Multimedya Ilgın
Sabah kalktığımda odada yalnızdım. Yiğit hala uyuyordu tabiki. Yanımdaki sehpahadan telefonumu alıp saate baktım. 9:18.
Bugün Temmuz'la beraber bana iş bakmaya gideceğimiz için erken kalkmak benim için iyi oldu.
Hemen koşarak Yiğitin odasına gittim. Kapıyı bir hayvan edasıyla çakmamla, Yiğidin yatakta sıçrayarak uyanması bir oldu.
"Yiğit! Ya işe geç kalacaksın kalk! "
Yiğit sakince yatakta doğrulduktan sonra şirin olduğunu sanarak gözlerini ovuşturmaya başladı. Ama şirin olduğu falan yok tabiki. Arkadaş gözündeki çapak mı, gezegen mi belli değil ben napayım?
Yiğit yavaşça yatağından kalkıp bana doğru ilerlemeye başladı. Aramızda 1-2 adım kaldığında durdu ve ellerini samimi bir şekilde omuzlarıma koydu.
"Ilgın, canım arkadaşım. Bence biraz insan olmayı denemelisin. Sadece bir arkadaş tavsiyesi... "
Son cümlesini söylerken umursamazca omuz silkti.

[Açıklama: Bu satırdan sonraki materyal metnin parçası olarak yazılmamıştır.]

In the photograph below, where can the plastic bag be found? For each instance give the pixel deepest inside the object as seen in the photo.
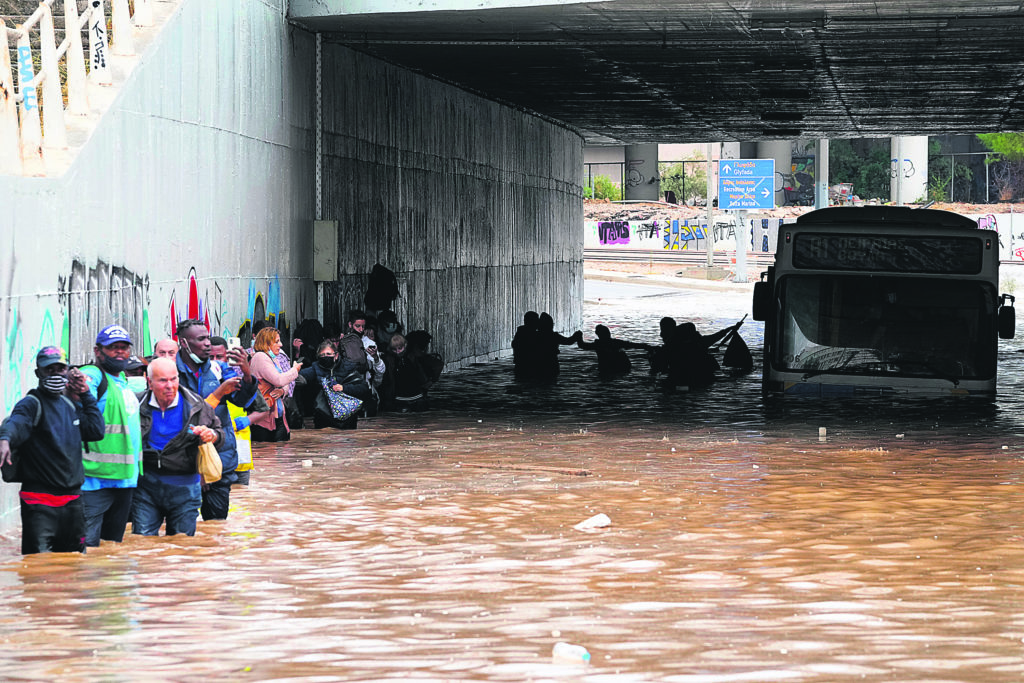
(342, 406)
(208, 463)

Ya ben onu işine geç kalmasın diye uyandırıp, yardım etmeye çalışıyorum. Ama o kalkmış benimle dalga geçiyor. Bence bu kadarı fazla. Bu düşünceden emin olduğumu anlayıp aynı onun yaptığı gibi ona doğru yaklaştım ve ellerimi omuzlarına koydum. Yüzüme samimi bir gülümseme yerleştirdikten sonra sözüme başladım.
"Yiğit, canım arkadaşım. Farkındamısın bilmiyorum ama saat dokuz buçuğa geliyor. Bence işe geç kalmak üzeresin."elimi çeneme koyarak sözlerime devam ettim.
"Aslında şöyle bir düşünürsek... Benim yaptığım iyilikler sayılı olduğuna göre ve seninde bu yaptığım nadir iyiliklerden birine hakettiği karşılığı vermediğine göre, bunun bir cezası olmalı..."
Yiğit suratına alaylı bir ifade yerleştirip beni hiç ciddiye almadı. "Saçmalıyorsun."
"Öylemi? "diyerek karşılık verdikten sonra olduğum pozisyondan yararlanarak, diz kapağını bacak arasına çokta hızlı olmayacak şekilde geçirdim. Çokda hızlı vurmamama rağmen canının acıdığı her halinden belliydi. Onun acı dolu kıvrınmalarına aldırmadan,onun bana bakmasını sağlayacak şekilde çenesini havaya kaldırdım. Yüzüme gıcık bir gülüş yerleştirdikten sonra "Aslında bunu yapmayı planlamıyordum ama 'Saçmalama'diyerek beni sen kışkırttın." dedikten sonra arkamı Yiğite dönüp kapıya doğru ilerledim. Odadan çıktığımda aklıma bugün Temmuz'la bana iş atacağımız geldi. Daha Temmuza bile söylememiştim. Ama zaten çokta meşgul biri olmadığından benimle gelmesinde hiçbir sakınca yoktu. Gerçekten, Temmuz hiçte meşgul biri değildir. Tüm gün yaptığı şey, 'Teen Wolf ' dizisinin bölümlerini tekrar tekrar izlemek,abur cubur yemek ve tabiki biricik sevgilisi Yiğitin evine gelip onunla takılmak. Ben daha bunların sevgili olmasını kaldıramazken, şimdide bir müddet Yiğidin evinde kalacağım için onların burda oynaşmalarına nasıl tahammül edeceğim hakkında hiç bir fikrim yok!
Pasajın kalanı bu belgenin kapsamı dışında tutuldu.